Seperti diketahui Kerajaan Majapahit yang berpusat di Trowulan, Mojokerto, Jawa Timur ini adalah bernafaskan Hindu-Buddha. Majapahit mencapai masa keemasannya pada masa pemerintahan Hayam Wuruk dengan Perdana Menteri nya yang legendaris, Gajah Mada.
Seperti diketahui Hayam Wuruk memerintah Majapahit pada kurun 1350-1389 Masehi. Hayam Wuruk wafat pada tahun 1389, sedangkan Gajah Mada meninggal pada tahun 1364.

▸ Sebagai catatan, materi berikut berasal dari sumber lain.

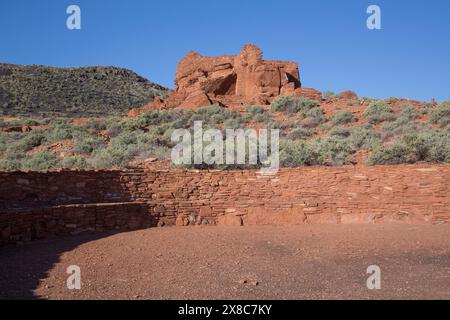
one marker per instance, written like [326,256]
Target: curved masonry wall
[37,205]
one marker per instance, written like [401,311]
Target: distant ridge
[74,92]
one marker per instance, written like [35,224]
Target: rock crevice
[231,81]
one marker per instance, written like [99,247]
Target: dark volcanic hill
[75,92]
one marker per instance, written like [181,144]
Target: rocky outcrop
[231,81]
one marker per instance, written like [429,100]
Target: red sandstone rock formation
[231,81]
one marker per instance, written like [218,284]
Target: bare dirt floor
[301,262]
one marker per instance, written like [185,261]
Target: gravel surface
[302,262]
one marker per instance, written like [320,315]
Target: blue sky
[409,57]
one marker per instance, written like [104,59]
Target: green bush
[340,132]
[8,164]
[299,133]
[40,161]
[292,105]
[332,150]
[327,95]
[343,117]
[441,116]
[87,144]
[429,146]
[363,138]
[353,103]
[313,117]
[378,112]
[74,162]
[297,153]
[254,110]
[60,130]
[30,140]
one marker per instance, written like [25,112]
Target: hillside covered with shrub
[333,132]
[72,92]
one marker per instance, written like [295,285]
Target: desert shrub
[332,150]
[297,154]
[313,117]
[299,133]
[399,127]
[262,117]
[281,125]
[30,140]
[94,125]
[363,138]
[441,115]
[8,164]
[234,123]
[4,142]
[292,105]
[40,161]
[58,130]
[328,95]
[215,114]
[408,113]
[343,117]
[113,156]
[340,132]
[378,112]
[353,103]
[74,162]
[391,100]
[87,144]
[254,110]
[430,146]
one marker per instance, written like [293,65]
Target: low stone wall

Oleh karenanya sangat menarik perhatian, pada masa itu ada naskah yang berisi riwayat Nabi Muhammad SAW beserta semacam doa-doa.

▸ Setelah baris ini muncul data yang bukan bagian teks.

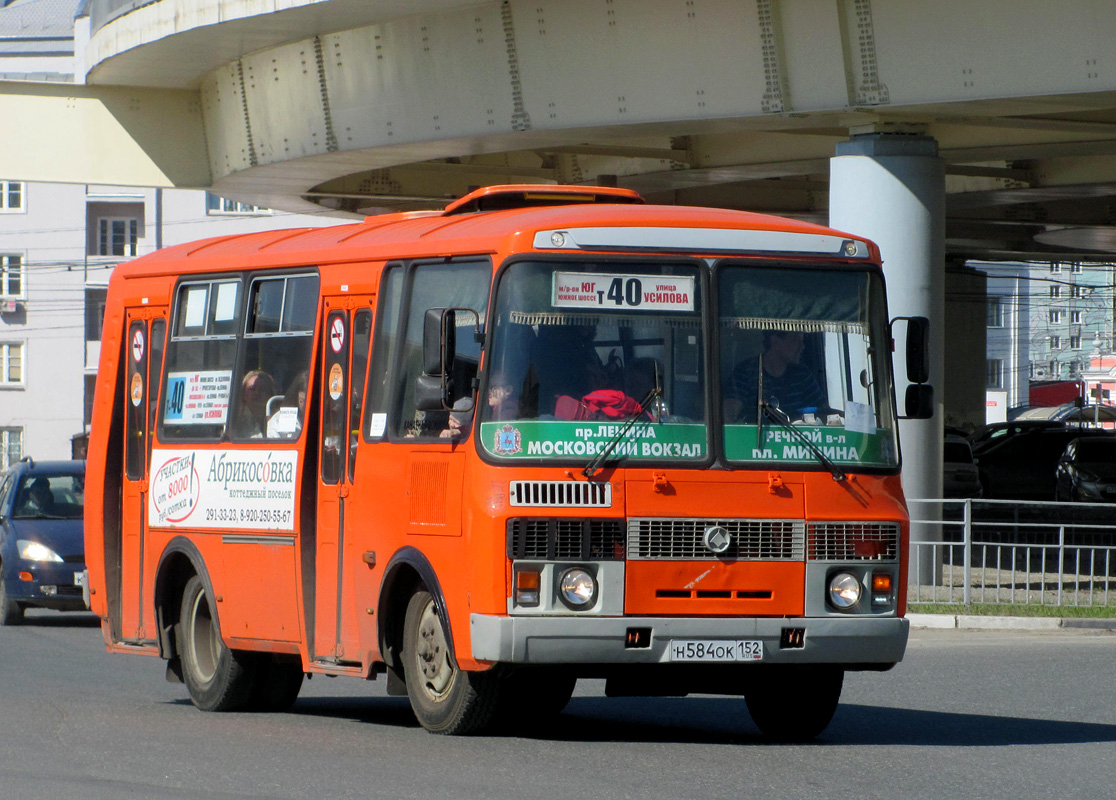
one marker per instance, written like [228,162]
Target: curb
[965,622]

Namun yang belum diketahui pasti dan masih memerlukan penelitian lebih lanjut adalah apakah Bahasa Jawa yang digunakan pada masa itu, bahasa Jawa kuno, pertengahan, atau bahasa Jawa yang lebih muda.
Dan juga apakah dengan demikian, pada masa itu bahasa Jawa sudah dipergunakan dengan secara luas pada abad ke 14 sesuai dengan tahun pembuatan naskah itu.

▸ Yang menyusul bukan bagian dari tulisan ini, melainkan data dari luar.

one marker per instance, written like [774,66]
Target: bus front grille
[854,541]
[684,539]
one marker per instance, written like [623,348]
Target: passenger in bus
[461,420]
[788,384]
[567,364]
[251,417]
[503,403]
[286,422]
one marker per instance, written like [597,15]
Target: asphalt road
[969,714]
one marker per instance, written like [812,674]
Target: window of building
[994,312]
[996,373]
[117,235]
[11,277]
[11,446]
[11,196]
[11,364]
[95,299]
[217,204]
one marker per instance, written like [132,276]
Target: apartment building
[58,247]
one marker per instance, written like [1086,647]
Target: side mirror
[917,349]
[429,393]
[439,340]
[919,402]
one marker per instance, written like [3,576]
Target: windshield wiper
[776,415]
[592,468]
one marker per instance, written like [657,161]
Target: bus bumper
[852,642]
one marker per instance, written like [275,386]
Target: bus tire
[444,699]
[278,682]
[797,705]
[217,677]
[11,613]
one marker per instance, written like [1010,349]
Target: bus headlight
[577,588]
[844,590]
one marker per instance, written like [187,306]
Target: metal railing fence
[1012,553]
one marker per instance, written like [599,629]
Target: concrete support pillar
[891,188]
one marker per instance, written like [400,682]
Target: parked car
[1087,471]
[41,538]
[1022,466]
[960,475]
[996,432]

Masyhudi mengakui penelitiannya belum sampai ke sana, dan belum juga mengetahui apakah naskah itu asli atau hanya berupa salinan.
Kepala Balai Arkeologi Yogyakarta, Drs. Sugeng Riyanto, mengatakan penelitian naskah berharga itu harus dilanjutkan. Termasuk di dalamnya meneliti tentang Pangkur.
Didalam naskah ada disebut-sebut istilah Pangkur. Pangkur ini adalah tembang, atau tembang Pangkur.
Dan yang sangat disayangkan sampai saat ini belum diketahui juga siapa penulisnya.
“Apakah tembang Pangkur ini memang sudah dikenal pada abad ke 14,” kata Sugeng Riyanto yang juga pakar sejarah klasik Jawa itu.
Penelitian harus dilanjutkan, menurut Sugeng Riyanto, untuk memastikan tahun penulisan naskah itu. Juga dalam kebahasaan, apakah yang digunakan itu bahasa kuno, pertengahan, atau yang lebih maju lagi.
Islam memang bukan agama resmi saat itu. Namun keberadaan Islam dibuktikan selain adanya Pegon (tulisan Arab berbahasa Jawa), juga ditemukannya pemakaman Islam kuno di Desa Tralaya, Trowulan, Mojokerto.
Letak pemakaman Islam itu tak jauh dari kompleks Keraton Majapahit.
Muhammad Chawari, peneliti Balai Arkeologi Yogyakarta, mengatakan mereka yang dimakamkan di sana adalah selain penduduk, juga keluarga kerajaan Majapahit yang sudah memeluk Islam.
Ma Huan, penerjemah Laksamana Cheng Ho menyebutkan dalam bukunya “Ying Yai Sheng Lan” ada 3 kelompok penduduk di Majapahit, salah satunya adalah Muslim, mereka adalah para saudagar yang datang dari barat.